Resnet50-LSTM versus resnet50-LSTM-att

To further improve the CNN-LSTM architecture, attention mechanism (AM) was introduced into Resnet50-LSTM. As shown in Table 5, the introduction of attention mechanism leads to a significant improvement over Resnet50-LSTM in the classification task. Compared with the Resnet50-LSTM model, the performance of Resnet50-LSTM-att in the classification of heat and drought datasets was significantly improved. The Acc, Pr, Re and F1-score of heat stress were 96.91%, 96.81%, 96.79%, and 96.80%, respectively. And, the Acc, Pr, Re and F1-score of drought stress reached 96.05%, 95.92%, 95.88%, and 95.90%, respectively (Table 5). And, the confusion matrix also showed better classification results by Resnet50-LSTM-att (Fig. 6). Obviously, the classification accuracy of the network model is significantly improved after the fusion attention module.

Table 5 Performance of Resnet-LSTM model before and after introducing attention mechanism
Fig. 6
figure 6

Confusion matrix of the classification effects of Resnet50-LSTM-att on image datasets of a heat stress and b drought stress

Verification of CNN_attention feature extractor using Grad-CAM

Attention mechanism gives more weight to important areas, and pays attention to more differentiated information regions in images, which improves the feature extraction ability for images, thus improving the classification accuracy in our study. Through Grad-CAM, the class activation graph of network layer was visualized before and after attention mechanism introduced into the Resnet50-LSTM model. As shown in Fig. 7, compared with Resnet50-LSTM, Resnet50-LSTM-att network pays more accurate attention to the areas where seedlings located, which means the Resnet50-LSTM-att network gives more weight to the important areas and less weight to the unimportant areas.
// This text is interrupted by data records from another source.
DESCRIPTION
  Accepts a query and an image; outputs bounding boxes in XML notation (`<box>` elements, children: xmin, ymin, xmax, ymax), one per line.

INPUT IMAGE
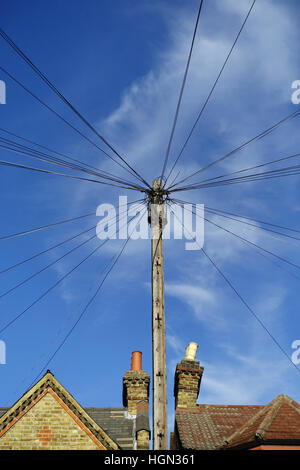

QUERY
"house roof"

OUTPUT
<box><xmin>223</xmin><ymin>395</ymin><xmax>300</xmax><ymax>449</ymax></box>
<box><xmin>175</xmin><ymin>405</ymin><xmax>263</xmax><ymax>450</ymax></box>
<box><xmin>0</xmin><ymin>371</ymin><xmax>120</xmax><ymax>450</ymax></box>
<box><xmin>175</xmin><ymin>395</ymin><xmax>300</xmax><ymax>450</ymax></box>
<box><xmin>84</xmin><ymin>408</ymin><xmax>134</xmax><ymax>450</ymax></box>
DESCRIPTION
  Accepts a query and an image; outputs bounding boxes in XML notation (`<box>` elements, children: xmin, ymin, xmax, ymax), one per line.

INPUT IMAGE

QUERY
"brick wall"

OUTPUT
<box><xmin>0</xmin><ymin>392</ymin><xmax>103</xmax><ymax>450</ymax></box>
<box><xmin>174</xmin><ymin>360</ymin><xmax>203</xmax><ymax>408</ymax></box>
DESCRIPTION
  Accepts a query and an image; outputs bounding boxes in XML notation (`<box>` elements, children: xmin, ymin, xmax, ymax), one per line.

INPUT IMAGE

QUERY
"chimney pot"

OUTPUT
<box><xmin>185</xmin><ymin>343</ymin><xmax>198</xmax><ymax>361</ymax></box>
<box><xmin>131</xmin><ymin>351</ymin><xmax>142</xmax><ymax>370</ymax></box>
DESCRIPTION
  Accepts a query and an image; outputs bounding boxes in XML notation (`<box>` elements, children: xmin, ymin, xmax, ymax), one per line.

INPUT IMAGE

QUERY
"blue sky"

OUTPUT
<box><xmin>0</xmin><ymin>0</ymin><xmax>300</xmax><ymax>442</ymax></box>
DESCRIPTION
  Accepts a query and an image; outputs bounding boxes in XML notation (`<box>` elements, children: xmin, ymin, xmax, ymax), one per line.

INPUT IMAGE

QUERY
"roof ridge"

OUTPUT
<box><xmin>255</xmin><ymin>394</ymin><xmax>290</xmax><ymax>439</ymax></box>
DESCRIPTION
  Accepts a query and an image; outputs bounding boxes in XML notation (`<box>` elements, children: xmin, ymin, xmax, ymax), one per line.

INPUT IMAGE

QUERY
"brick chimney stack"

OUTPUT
<box><xmin>123</xmin><ymin>351</ymin><xmax>150</xmax><ymax>450</ymax></box>
<box><xmin>174</xmin><ymin>343</ymin><xmax>204</xmax><ymax>409</ymax></box>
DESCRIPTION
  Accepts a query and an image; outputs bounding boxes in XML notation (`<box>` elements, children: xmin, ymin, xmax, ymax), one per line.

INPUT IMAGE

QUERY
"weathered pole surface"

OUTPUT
<box><xmin>150</xmin><ymin>180</ymin><xmax>168</xmax><ymax>450</ymax></box>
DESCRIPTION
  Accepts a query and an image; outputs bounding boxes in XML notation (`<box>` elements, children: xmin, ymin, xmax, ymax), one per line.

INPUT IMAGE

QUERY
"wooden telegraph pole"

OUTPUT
<box><xmin>149</xmin><ymin>179</ymin><xmax>168</xmax><ymax>450</ymax></box>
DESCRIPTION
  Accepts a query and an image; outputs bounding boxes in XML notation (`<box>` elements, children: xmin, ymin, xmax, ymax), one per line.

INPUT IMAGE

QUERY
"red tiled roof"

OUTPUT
<box><xmin>175</xmin><ymin>395</ymin><xmax>300</xmax><ymax>450</ymax></box>
<box><xmin>176</xmin><ymin>405</ymin><xmax>264</xmax><ymax>450</ymax></box>
<box><xmin>225</xmin><ymin>395</ymin><xmax>300</xmax><ymax>448</ymax></box>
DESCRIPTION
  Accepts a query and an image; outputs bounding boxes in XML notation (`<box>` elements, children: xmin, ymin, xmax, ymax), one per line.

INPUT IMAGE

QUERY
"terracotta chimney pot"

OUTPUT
<box><xmin>131</xmin><ymin>351</ymin><xmax>142</xmax><ymax>370</ymax></box>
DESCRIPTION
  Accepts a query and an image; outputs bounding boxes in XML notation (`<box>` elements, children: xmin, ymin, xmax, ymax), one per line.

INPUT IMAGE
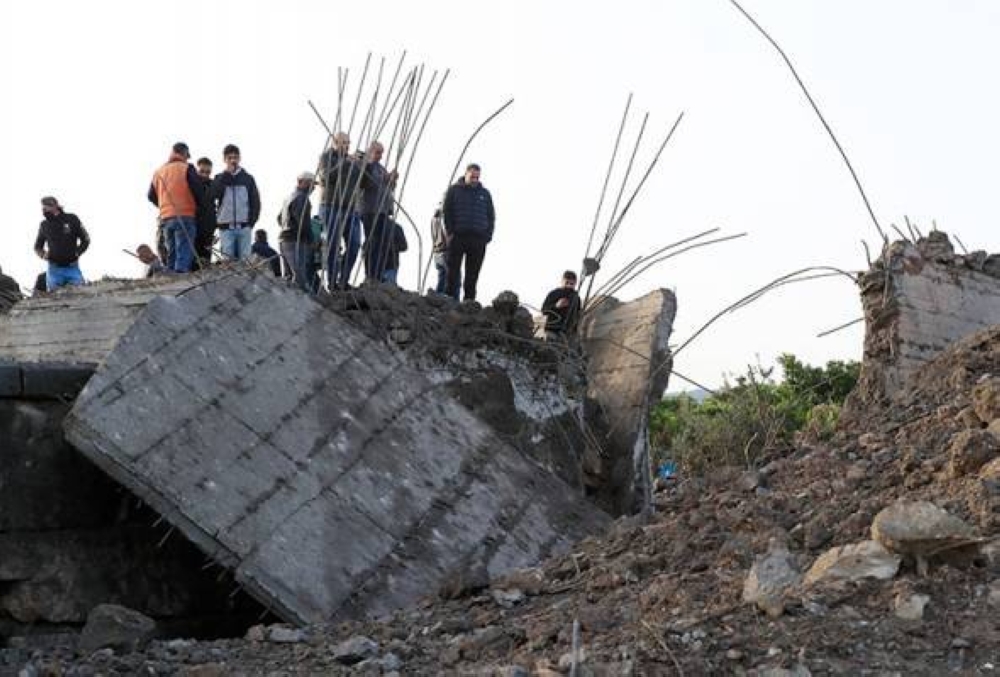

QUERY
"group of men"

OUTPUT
<box><xmin>147</xmin><ymin>142</ymin><xmax>260</xmax><ymax>273</ymax></box>
<box><xmin>35</xmin><ymin>132</ymin><xmax>579</xmax><ymax>334</ymax></box>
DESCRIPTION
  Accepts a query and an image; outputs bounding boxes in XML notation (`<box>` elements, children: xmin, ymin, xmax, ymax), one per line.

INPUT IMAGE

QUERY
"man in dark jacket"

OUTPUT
<box><xmin>444</xmin><ymin>164</ymin><xmax>496</xmax><ymax>301</ymax></box>
<box><xmin>35</xmin><ymin>197</ymin><xmax>90</xmax><ymax>291</ymax></box>
<box><xmin>278</xmin><ymin>172</ymin><xmax>317</xmax><ymax>292</ymax></box>
<box><xmin>319</xmin><ymin>132</ymin><xmax>367</xmax><ymax>289</ymax></box>
<box><xmin>542</xmin><ymin>270</ymin><xmax>580</xmax><ymax>341</ymax></box>
<box><xmin>361</xmin><ymin>141</ymin><xmax>398</xmax><ymax>279</ymax></box>
<box><xmin>212</xmin><ymin>144</ymin><xmax>260</xmax><ymax>261</ymax></box>
<box><xmin>147</xmin><ymin>141</ymin><xmax>204</xmax><ymax>273</ymax></box>
<box><xmin>250</xmin><ymin>228</ymin><xmax>281</xmax><ymax>277</ymax></box>
<box><xmin>194</xmin><ymin>157</ymin><xmax>216</xmax><ymax>270</ymax></box>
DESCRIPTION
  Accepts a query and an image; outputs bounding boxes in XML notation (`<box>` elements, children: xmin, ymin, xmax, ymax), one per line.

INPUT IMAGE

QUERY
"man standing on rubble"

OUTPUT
<box><xmin>361</xmin><ymin>141</ymin><xmax>398</xmax><ymax>280</ymax></box>
<box><xmin>444</xmin><ymin>163</ymin><xmax>496</xmax><ymax>301</ymax></box>
<box><xmin>35</xmin><ymin>197</ymin><xmax>90</xmax><ymax>291</ymax></box>
<box><xmin>212</xmin><ymin>144</ymin><xmax>260</xmax><ymax>261</ymax></box>
<box><xmin>542</xmin><ymin>270</ymin><xmax>580</xmax><ymax>341</ymax></box>
<box><xmin>278</xmin><ymin>172</ymin><xmax>317</xmax><ymax>292</ymax></box>
<box><xmin>194</xmin><ymin>157</ymin><xmax>216</xmax><ymax>269</ymax></box>
<box><xmin>147</xmin><ymin>141</ymin><xmax>204</xmax><ymax>273</ymax></box>
<box><xmin>319</xmin><ymin>132</ymin><xmax>364</xmax><ymax>291</ymax></box>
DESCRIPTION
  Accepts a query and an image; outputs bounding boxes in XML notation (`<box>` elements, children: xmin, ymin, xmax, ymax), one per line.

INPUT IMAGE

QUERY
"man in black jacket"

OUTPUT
<box><xmin>194</xmin><ymin>157</ymin><xmax>216</xmax><ymax>270</ymax></box>
<box><xmin>35</xmin><ymin>197</ymin><xmax>90</xmax><ymax>291</ymax></box>
<box><xmin>542</xmin><ymin>270</ymin><xmax>580</xmax><ymax>341</ymax></box>
<box><xmin>317</xmin><ymin>132</ymin><xmax>368</xmax><ymax>290</ymax></box>
<box><xmin>278</xmin><ymin>172</ymin><xmax>318</xmax><ymax>292</ymax></box>
<box><xmin>444</xmin><ymin>164</ymin><xmax>496</xmax><ymax>301</ymax></box>
<box><xmin>212</xmin><ymin>144</ymin><xmax>260</xmax><ymax>261</ymax></box>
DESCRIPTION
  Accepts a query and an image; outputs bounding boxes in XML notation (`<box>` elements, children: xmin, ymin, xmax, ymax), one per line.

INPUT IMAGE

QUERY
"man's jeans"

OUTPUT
<box><xmin>280</xmin><ymin>242</ymin><xmax>316</xmax><ymax>293</ymax></box>
<box><xmin>446</xmin><ymin>233</ymin><xmax>487</xmax><ymax>301</ymax></box>
<box><xmin>319</xmin><ymin>205</ymin><xmax>361</xmax><ymax>289</ymax></box>
<box><xmin>219</xmin><ymin>226</ymin><xmax>253</xmax><ymax>261</ymax></box>
<box><xmin>45</xmin><ymin>263</ymin><xmax>83</xmax><ymax>291</ymax></box>
<box><xmin>163</xmin><ymin>216</ymin><xmax>198</xmax><ymax>273</ymax></box>
<box><xmin>434</xmin><ymin>252</ymin><xmax>454</xmax><ymax>294</ymax></box>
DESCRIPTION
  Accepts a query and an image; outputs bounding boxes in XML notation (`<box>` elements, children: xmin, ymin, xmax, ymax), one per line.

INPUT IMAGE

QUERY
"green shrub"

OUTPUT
<box><xmin>650</xmin><ymin>354</ymin><xmax>860</xmax><ymax>474</ymax></box>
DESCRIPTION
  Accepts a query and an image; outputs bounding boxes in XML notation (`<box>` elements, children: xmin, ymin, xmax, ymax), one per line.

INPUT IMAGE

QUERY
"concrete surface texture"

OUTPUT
<box><xmin>581</xmin><ymin>289</ymin><xmax>677</xmax><ymax>513</ymax></box>
<box><xmin>0</xmin><ymin>363</ymin><xmax>261</xmax><ymax>637</ymax></box>
<box><xmin>0</xmin><ymin>270</ymin><xmax>229</xmax><ymax>365</ymax></box>
<box><xmin>65</xmin><ymin>274</ymin><xmax>608</xmax><ymax>623</ymax></box>
<box><xmin>851</xmin><ymin>231</ymin><xmax>1000</xmax><ymax>406</ymax></box>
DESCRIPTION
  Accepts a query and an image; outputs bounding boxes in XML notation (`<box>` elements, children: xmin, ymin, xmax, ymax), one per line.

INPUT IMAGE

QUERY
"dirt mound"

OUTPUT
<box><xmin>8</xmin><ymin>309</ymin><xmax>1000</xmax><ymax>676</ymax></box>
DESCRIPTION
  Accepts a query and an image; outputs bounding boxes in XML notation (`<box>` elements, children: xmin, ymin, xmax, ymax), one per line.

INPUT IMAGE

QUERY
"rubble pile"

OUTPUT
<box><xmin>13</xmin><ymin>284</ymin><xmax>1000</xmax><ymax>677</ymax></box>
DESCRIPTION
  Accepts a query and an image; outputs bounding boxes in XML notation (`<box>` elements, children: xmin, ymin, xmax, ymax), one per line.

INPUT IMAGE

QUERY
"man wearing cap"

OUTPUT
<box><xmin>212</xmin><ymin>144</ymin><xmax>260</xmax><ymax>261</ymax></box>
<box><xmin>319</xmin><ymin>132</ymin><xmax>365</xmax><ymax>290</ymax></box>
<box><xmin>361</xmin><ymin>141</ymin><xmax>399</xmax><ymax>280</ymax></box>
<box><xmin>35</xmin><ymin>197</ymin><xmax>90</xmax><ymax>291</ymax></box>
<box><xmin>278</xmin><ymin>172</ymin><xmax>317</xmax><ymax>292</ymax></box>
<box><xmin>147</xmin><ymin>142</ymin><xmax>204</xmax><ymax>273</ymax></box>
<box><xmin>194</xmin><ymin>157</ymin><xmax>215</xmax><ymax>270</ymax></box>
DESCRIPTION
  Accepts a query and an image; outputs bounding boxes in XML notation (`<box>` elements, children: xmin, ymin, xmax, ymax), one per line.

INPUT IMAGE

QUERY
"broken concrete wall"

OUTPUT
<box><xmin>0</xmin><ymin>269</ymin><xmax>588</xmax><ymax>487</ymax></box>
<box><xmin>848</xmin><ymin>231</ymin><xmax>1000</xmax><ymax>411</ymax></box>
<box><xmin>320</xmin><ymin>285</ymin><xmax>592</xmax><ymax>491</ymax></box>
<box><xmin>65</xmin><ymin>275</ymin><xmax>607</xmax><ymax>622</ymax></box>
<box><xmin>0</xmin><ymin>363</ymin><xmax>261</xmax><ymax>636</ymax></box>
<box><xmin>0</xmin><ymin>270</ymin><xmax>226</xmax><ymax>365</ymax></box>
<box><xmin>581</xmin><ymin>289</ymin><xmax>677</xmax><ymax>513</ymax></box>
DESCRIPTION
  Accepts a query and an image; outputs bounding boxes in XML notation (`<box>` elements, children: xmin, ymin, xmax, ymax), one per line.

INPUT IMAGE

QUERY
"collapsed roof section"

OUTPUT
<box><xmin>65</xmin><ymin>274</ymin><xmax>608</xmax><ymax>622</ymax></box>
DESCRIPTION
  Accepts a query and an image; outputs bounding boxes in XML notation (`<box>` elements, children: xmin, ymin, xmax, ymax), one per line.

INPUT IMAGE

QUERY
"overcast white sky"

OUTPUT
<box><xmin>0</xmin><ymin>0</ymin><xmax>1000</xmax><ymax>389</ymax></box>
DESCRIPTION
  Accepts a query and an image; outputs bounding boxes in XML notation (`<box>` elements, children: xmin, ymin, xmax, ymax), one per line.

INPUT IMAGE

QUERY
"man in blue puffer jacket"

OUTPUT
<box><xmin>444</xmin><ymin>164</ymin><xmax>496</xmax><ymax>301</ymax></box>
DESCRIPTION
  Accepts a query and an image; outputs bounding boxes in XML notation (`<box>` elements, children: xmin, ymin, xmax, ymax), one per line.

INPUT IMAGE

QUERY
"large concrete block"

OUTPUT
<box><xmin>581</xmin><ymin>289</ymin><xmax>677</xmax><ymax>513</ymax></box>
<box><xmin>848</xmin><ymin>236</ymin><xmax>1000</xmax><ymax>406</ymax></box>
<box><xmin>65</xmin><ymin>275</ymin><xmax>608</xmax><ymax>622</ymax></box>
<box><xmin>0</xmin><ymin>270</ymin><xmax>228</xmax><ymax>365</ymax></box>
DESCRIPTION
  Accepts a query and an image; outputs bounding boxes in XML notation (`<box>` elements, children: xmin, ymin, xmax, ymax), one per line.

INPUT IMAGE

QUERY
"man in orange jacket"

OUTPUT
<box><xmin>148</xmin><ymin>142</ymin><xmax>205</xmax><ymax>273</ymax></box>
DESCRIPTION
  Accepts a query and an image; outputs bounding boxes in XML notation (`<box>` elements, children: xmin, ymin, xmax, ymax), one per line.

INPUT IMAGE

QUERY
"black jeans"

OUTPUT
<box><xmin>448</xmin><ymin>233</ymin><xmax>486</xmax><ymax>301</ymax></box>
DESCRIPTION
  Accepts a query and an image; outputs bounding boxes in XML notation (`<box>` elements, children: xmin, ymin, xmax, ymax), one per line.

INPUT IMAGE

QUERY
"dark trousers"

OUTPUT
<box><xmin>447</xmin><ymin>233</ymin><xmax>486</xmax><ymax>301</ymax></box>
<box><xmin>362</xmin><ymin>214</ymin><xmax>392</xmax><ymax>281</ymax></box>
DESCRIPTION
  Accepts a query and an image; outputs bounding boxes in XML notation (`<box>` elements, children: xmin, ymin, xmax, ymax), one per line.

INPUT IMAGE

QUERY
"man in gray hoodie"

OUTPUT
<box><xmin>211</xmin><ymin>144</ymin><xmax>260</xmax><ymax>261</ymax></box>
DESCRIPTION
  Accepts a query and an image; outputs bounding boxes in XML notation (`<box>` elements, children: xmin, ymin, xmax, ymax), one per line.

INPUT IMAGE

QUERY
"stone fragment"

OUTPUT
<box><xmin>267</xmin><ymin>625</ymin><xmax>306</xmax><ymax>644</ymax></box>
<box><xmin>955</xmin><ymin>407</ymin><xmax>983</xmax><ymax>428</ymax></box>
<box><xmin>948</xmin><ymin>429</ymin><xmax>1000</xmax><ymax>477</ymax></box>
<box><xmin>559</xmin><ymin>648</ymin><xmax>587</xmax><ymax>672</ymax></box>
<box><xmin>972</xmin><ymin>376</ymin><xmax>1000</xmax><ymax>423</ymax></box>
<box><xmin>872</xmin><ymin>501</ymin><xmax>975</xmax><ymax>557</ymax></box>
<box><xmin>490</xmin><ymin>567</ymin><xmax>545</xmax><ymax>595</ymax></box>
<box><xmin>893</xmin><ymin>593</ymin><xmax>931</xmax><ymax>621</ymax></box>
<box><xmin>177</xmin><ymin>663</ymin><xmax>233</xmax><ymax>677</ymax></box>
<box><xmin>743</xmin><ymin>543</ymin><xmax>802</xmax><ymax>618</ymax></box>
<box><xmin>80</xmin><ymin>604</ymin><xmax>156</xmax><ymax>653</ymax></box>
<box><xmin>333</xmin><ymin>635</ymin><xmax>378</xmax><ymax>665</ymax></box>
<box><xmin>805</xmin><ymin>541</ymin><xmax>900</xmax><ymax>585</ymax></box>
<box><xmin>986</xmin><ymin>581</ymin><xmax>1000</xmax><ymax>609</ymax></box>
<box><xmin>979</xmin><ymin>458</ymin><xmax>1000</xmax><ymax>481</ymax></box>
<box><xmin>490</xmin><ymin>588</ymin><xmax>524</xmax><ymax>609</ymax></box>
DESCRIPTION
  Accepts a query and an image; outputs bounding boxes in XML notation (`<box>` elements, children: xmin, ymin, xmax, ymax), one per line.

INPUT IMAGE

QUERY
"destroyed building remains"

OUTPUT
<box><xmin>0</xmin><ymin>267</ymin><xmax>674</xmax><ymax>632</ymax></box>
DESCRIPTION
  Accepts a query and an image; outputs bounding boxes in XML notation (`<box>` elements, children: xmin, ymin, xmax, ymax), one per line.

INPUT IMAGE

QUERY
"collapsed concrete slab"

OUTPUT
<box><xmin>0</xmin><ymin>363</ymin><xmax>263</xmax><ymax>637</ymax></box>
<box><xmin>581</xmin><ymin>289</ymin><xmax>677</xmax><ymax>513</ymax></box>
<box><xmin>65</xmin><ymin>274</ymin><xmax>608</xmax><ymax>623</ymax></box>
<box><xmin>849</xmin><ymin>231</ymin><xmax>1000</xmax><ymax>412</ymax></box>
<box><xmin>0</xmin><ymin>270</ymin><xmax>229</xmax><ymax>365</ymax></box>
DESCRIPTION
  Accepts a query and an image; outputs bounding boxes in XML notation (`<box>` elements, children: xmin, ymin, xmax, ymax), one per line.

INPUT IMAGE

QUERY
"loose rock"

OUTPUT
<box><xmin>805</xmin><ymin>541</ymin><xmax>900</xmax><ymax>585</ymax></box>
<box><xmin>743</xmin><ymin>543</ymin><xmax>802</xmax><ymax>618</ymax></box>
<box><xmin>333</xmin><ymin>635</ymin><xmax>378</xmax><ymax>665</ymax></box>
<box><xmin>80</xmin><ymin>604</ymin><xmax>156</xmax><ymax>652</ymax></box>
<box><xmin>872</xmin><ymin>501</ymin><xmax>975</xmax><ymax>557</ymax></box>
<box><xmin>948</xmin><ymin>430</ymin><xmax>1000</xmax><ymax>477</ymax></box>
<box><xmin>894</xmin><ymin>593</ymin><xmax>931</xmax><ymax>621</ymax></box>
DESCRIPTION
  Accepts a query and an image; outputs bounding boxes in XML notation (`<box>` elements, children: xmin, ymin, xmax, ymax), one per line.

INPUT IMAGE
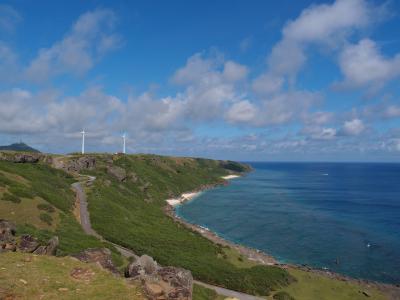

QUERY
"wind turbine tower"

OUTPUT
<box><xmin>122</xmin><ymin>133</ymin><xmax>126</xmax><ymax>154</ymax></box>
<box><xmin>81</xmin><ymin>130</ymin><xmax>85</xmax><ymax>154</ymax></box>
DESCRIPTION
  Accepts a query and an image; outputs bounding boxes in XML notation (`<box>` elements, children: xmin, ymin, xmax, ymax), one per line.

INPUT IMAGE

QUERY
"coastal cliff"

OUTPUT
<box><xmin>0</xmin><ymin>152</ymin><xmax>396</xmax><ymax>299</ymax></box>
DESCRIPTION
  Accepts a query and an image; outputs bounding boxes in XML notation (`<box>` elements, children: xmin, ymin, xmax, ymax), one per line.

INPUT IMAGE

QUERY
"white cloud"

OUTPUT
<box><xmin>339</xmin><ymin>39</ymin><xmax>400</xmax><ymax>90</ymax></box>
<box><xmin>226</xmin><ymin>91</ymin><xmax>320</xmax><ymax>127</ymax></box>
<box><xmin>25</xmin><ymin>9</ymin><xmax>120</xmax><ymax>82</ymax></box>
<box><xmin>342</xmin><ymin>119</ymin><xmax>365</xmax><ymax>136</ymax></box>
<box><xmin>268</xmin><ymin>0</ymin><xmax>381</xmax><ymax>77</ymax></box>
<box><xmin>223</xmin><ymin>61</ymin><xmax>249</xmax><ymax>81</ymax></box>
<box><xmin>225</xmin><ymin>100</ymin><xmax>257</xmax><ymax>123</ymax></box>
<box><xmin>301</xmin><ymin>126</ymin><xmax>337</xmax><ymax>140</ymax></box>
<box><xmin>252</xmin><ymin>74</ymin><xmax>284</xmax><ymax>95</ymax></box>
<box><xmin>171</xmin><ymin>54</ymin><xmax>247</xmax><ymax>120</ymax></box>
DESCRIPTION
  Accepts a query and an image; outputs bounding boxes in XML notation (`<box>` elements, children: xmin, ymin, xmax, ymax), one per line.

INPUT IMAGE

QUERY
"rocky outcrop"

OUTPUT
<box><xmin>0</xmin><ymin>153</ymin><xmax>44</xmax><ymax>163</ymax></box>
<box><xmin>0</xmin><ymin>220</ymin><xmax>16</xmax><ymax>253</ymax></box>
<box><xmin>18</xmin><ymin>234</ymin><xmax>39</xmax><ymax>253</ymax></box>
<box><xmin>72</xmin><ymin>248</ymin><xmax>118</xmax><ymax>274</ymax></box>
<box><xmin>125</xmin><ymin>255</ymin><xmax>193</xmax><ymax>300</ymax></box>
<box><xmin>0</xmin><ymin>220</ymin><xmax>58</xmax><ymax>255</ymax></box>
<box><xmin>33</xmin><ymin>236</ymin><xmax>59</xmax><ymax>255</ymax></box>
<box><xmin>107</xmin><ymin>166</ymin><xmax>127</xmax><ymax>182</ymax></box>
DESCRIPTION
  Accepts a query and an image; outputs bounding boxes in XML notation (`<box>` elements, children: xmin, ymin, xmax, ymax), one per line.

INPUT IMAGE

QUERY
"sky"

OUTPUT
<box><xmin>0</xmin><ymin>0</ymin><xmax>400</xmax><ymax>162</ymax></box>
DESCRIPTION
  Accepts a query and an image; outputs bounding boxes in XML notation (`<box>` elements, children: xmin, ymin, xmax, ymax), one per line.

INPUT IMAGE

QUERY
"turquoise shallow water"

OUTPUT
<box><xmin>177</xmin><ymin>163</ymin><xmax>400</xmax><ymax>283</ymax></box>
More specifically, before introducing of AM, the area of the Resnet50-LSTM network attention to in the image included both the seedling and some background regions, which would result in a negative impact on the final classification. After the introduction of the AM, the attention region of the network is more concentrated to the region of Chinese fir seedling inside the image. This explains why AM could improves the accuracy of the final classification in our study.

Fig. 7
figure 7

Visualization results of class activation maps before and after adding the attention mechanism. The highlighted part of the class activation map represents the attention of the network on to the image, and the red intensity is proportional to the strength of the neural activation with respect to the predicted class. a The original image b The region of attention before adding the attention mechanism c The region of attention after adding the attention mechanism

Evaluation of growth status by using Resnet50-LSTM-att model

Based on Resnet50-LSTM-att hybrid model, the growth status of seedling from image of test set was evaluated by giving a predict score. As shown in Fig. 8, the growth status of seedlings was successfully evaluated with a prediction score, and classified into six sessions. Correlation analysis showed that the R2 and RMSE were 0.957and 0.067 for the dataset of heat stress, respectively, and, R2 and RMSE were 0.944and 0.076 for the dataset of drought stress, respectively (Fig. 9). This means that the predicted results were in good agreement with the manual scoring results. According to the predicted score, it is easier to determine the growth status of seedlings. All these results indicated that Resnet50-LSTM-att was the best model for this study. Our framework provides a faster, more convenient and accurate method for classification and evaluation on growth status of Chinese fir seedlings under heat and drought stress. Due to the flexibility of the proposed framework, it also could be utilized in detection and classification of images from different stress conditions in needle-leaved plants.

Fig. 8
figure 8

Prediction of the growth status of Chinese fir seedlings from test dataset. a Heat stress b drought stress

Fig. 9
figure 9

Correlation analysis between manual and prediction scores. a Heat stress b drought stress


In past decades, the development of deep learning and image processing provides a great opportunity for their applications in plant phenotyping. Many methods based on different deep learning models have been proposed and applied in yield prediction, disease detection, growth monitoring, nutrient status diagnosis and other tasks in crops and horticultural plants [50,51,52]. For example, Abdalla et al. [22] proposed an Inceptionv3-LSTM model for automatic nutrient status diagnosis during the whole life cycle of the Oilseed rape. Fan et al. [53] proposed a deep learning framework for segmentation and leaf counting in plant, which achieved good results in Arabidopsis and tobacoo plants. Besides, in order to detect and count rice panicle, Wang et al. [54] built a PanicleDetect model based on YOLOv5x, which was proved to be robust and accurate for counting panicles in field images of rice. Similarly, Yu et al. [55] proposed a fast method for soybean disease recognition based on residual attention network (RANet) model. And, Zhou et al. [56] successfully utilized Mask R-CNN to detect bruising on strawberry images captured by color cameras under incandescent light and ultraviolet (UV) light. These studies showed broad applications of deep learning models in recognition, classification and evaluation of phenotypic characteristics in diverse plants.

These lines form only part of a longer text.